For this assignment, I will try to somehow implement the k means algorithm with GPU acceleration. First, a simple k means kernel is built to accelerate 2D distance and cluster estimation. Then this is extended to 3D space, tested, and compared with open cv function to asses performance.
import math, matplotlib.pyplot as plt, operator, torch
import pycuda.autoinit
import pycuda.driver as drv
import numpy
from pycuda.compiler import SourceModule
import numpy as np
import cv2 as cv
from torch.distributions.multivariate_normal import MultivariateNormal
from torch import tensor
torch.set_printoptions(precision=3, linewidth=140, sci_mode=False)

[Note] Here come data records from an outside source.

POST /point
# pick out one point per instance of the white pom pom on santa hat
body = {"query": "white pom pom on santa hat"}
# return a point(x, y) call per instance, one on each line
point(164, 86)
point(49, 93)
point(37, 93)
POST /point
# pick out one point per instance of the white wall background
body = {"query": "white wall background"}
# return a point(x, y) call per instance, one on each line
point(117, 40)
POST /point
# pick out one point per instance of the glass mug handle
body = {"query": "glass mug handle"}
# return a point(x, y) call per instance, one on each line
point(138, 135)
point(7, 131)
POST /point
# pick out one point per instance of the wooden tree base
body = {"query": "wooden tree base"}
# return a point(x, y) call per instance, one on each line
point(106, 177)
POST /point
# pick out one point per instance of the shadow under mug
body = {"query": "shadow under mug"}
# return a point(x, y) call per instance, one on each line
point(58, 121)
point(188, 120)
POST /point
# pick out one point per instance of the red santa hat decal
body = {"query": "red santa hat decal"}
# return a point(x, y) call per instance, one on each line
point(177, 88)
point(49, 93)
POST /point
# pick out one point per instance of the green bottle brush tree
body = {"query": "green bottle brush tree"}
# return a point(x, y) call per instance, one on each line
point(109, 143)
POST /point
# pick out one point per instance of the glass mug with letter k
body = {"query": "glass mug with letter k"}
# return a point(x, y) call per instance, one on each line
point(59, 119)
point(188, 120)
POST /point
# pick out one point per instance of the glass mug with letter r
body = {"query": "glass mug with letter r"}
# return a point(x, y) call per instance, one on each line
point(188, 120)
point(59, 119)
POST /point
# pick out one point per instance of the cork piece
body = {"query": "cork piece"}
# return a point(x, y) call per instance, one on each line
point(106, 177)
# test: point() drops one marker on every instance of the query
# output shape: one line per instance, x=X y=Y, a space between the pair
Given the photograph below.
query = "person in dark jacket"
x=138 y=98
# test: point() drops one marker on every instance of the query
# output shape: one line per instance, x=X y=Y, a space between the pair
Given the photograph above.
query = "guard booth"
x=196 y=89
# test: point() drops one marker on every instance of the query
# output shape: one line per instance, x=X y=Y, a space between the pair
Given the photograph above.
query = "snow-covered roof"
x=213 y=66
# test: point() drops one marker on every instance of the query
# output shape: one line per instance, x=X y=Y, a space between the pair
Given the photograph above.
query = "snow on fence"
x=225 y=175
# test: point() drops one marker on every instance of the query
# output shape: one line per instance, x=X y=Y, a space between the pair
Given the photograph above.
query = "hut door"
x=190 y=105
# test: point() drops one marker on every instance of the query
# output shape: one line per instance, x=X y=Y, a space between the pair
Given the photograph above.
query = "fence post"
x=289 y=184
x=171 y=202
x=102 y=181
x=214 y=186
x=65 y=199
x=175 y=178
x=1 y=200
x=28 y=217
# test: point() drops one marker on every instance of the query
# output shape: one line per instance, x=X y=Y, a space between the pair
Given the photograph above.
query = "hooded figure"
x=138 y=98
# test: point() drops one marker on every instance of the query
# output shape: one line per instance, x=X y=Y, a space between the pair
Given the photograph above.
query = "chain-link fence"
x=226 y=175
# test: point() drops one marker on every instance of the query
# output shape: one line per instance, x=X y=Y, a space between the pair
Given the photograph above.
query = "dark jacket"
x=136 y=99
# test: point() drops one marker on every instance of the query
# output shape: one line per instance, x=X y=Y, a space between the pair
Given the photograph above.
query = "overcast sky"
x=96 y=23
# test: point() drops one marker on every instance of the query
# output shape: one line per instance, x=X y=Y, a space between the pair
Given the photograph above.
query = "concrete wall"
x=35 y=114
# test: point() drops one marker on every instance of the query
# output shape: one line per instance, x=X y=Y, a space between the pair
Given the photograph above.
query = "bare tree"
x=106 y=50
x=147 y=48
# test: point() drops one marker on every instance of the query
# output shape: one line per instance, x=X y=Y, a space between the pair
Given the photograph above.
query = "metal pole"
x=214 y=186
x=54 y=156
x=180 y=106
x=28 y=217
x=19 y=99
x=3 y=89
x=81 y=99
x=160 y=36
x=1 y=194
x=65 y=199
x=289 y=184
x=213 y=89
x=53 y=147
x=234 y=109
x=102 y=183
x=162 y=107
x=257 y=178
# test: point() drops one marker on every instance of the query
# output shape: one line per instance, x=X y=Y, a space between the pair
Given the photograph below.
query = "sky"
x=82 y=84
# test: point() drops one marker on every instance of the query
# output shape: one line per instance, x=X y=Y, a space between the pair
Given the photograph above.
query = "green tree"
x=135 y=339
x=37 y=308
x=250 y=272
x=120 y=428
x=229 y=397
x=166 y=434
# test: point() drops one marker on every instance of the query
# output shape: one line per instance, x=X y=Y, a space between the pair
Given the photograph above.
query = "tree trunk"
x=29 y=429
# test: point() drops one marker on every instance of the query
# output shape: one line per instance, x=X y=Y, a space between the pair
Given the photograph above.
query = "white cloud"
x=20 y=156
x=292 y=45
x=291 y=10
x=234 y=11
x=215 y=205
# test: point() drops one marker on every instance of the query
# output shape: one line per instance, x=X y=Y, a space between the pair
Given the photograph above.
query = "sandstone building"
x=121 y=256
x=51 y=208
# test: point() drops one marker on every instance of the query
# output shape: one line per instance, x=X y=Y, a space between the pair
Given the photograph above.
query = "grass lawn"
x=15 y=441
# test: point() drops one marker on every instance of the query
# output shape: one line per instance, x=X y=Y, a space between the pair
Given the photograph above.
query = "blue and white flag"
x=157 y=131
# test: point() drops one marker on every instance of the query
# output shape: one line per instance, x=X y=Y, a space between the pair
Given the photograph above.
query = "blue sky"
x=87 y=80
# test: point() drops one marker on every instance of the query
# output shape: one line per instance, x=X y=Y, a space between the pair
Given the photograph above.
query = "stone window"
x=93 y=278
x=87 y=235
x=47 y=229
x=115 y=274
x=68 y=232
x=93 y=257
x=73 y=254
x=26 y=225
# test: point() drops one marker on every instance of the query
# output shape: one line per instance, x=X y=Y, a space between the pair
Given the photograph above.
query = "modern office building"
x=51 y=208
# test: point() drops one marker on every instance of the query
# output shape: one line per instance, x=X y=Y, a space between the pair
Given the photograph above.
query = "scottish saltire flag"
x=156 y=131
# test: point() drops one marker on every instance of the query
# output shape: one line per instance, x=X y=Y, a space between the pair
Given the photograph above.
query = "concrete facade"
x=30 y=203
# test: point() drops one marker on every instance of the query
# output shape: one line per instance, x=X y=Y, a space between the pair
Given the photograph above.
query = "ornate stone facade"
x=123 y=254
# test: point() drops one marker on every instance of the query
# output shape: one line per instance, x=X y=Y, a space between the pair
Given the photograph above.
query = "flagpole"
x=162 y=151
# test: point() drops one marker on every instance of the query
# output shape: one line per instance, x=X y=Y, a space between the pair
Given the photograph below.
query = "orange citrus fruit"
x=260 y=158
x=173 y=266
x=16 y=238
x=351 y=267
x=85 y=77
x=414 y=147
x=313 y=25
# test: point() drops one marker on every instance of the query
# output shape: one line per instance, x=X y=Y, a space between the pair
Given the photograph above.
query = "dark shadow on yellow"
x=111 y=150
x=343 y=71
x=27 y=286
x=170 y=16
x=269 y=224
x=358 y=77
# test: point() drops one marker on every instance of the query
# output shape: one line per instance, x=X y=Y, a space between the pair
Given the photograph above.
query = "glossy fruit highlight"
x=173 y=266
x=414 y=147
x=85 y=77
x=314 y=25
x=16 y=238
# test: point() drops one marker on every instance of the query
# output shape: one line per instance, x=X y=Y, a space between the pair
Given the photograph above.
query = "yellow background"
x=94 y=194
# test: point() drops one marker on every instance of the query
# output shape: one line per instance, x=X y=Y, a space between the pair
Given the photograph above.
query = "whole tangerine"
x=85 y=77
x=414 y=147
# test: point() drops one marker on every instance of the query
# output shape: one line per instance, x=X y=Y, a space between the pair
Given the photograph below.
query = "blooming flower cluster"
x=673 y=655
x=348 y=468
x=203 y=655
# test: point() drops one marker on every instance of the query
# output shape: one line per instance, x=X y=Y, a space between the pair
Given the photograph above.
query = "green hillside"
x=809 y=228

I know it is not necessary and consistency would be better but I will use both torch tensors and NumPy arrays to practice some transformations and functionalities. A set of toy data is generated first with PyTorch
def sample(m): return MultivariateNormal(m, torch.diag(tensor([5.,5.]))).sample((n_samples,))
n_clusters=6
n_samples =100
centroids = torch.rand(n_clusters, 2)*70-35
slices = [sample(c) for c in centroids]
data = torch.cat(slices)
plt.scatter(data[:,0],data[:,1],s=2)
<matplotlib.collections.PathCollection at 0x7f437efe1130>
Now I define two functions to initialize k centers a completely random point generator and a k-means++ principle that aims to maximize the initial distance over the selected centers.
def plus_plus(ds, k, random_state=42):
"""
Create cluster centroids using the k-means++ algorithm.
Parameters
----------
ds : numpy array
The dataset to be used for centroid initialization.
k : int
The desired number of clusters for which centroids are required.
Returns
-------
centroids : numpy array
Collection of k centroids as a numpy array.
Inspiration from here: https://stackoverflow.com/questions/5466323/how-could-one-implement-the-k-means-algorithm
"""
np.random.seed(random_state)
centroids = [ds[0]]
for _ in range(1, k):
dist_sq = np.array([min([np.inner(c-x,c-x) for c in centroids]) for x in ds])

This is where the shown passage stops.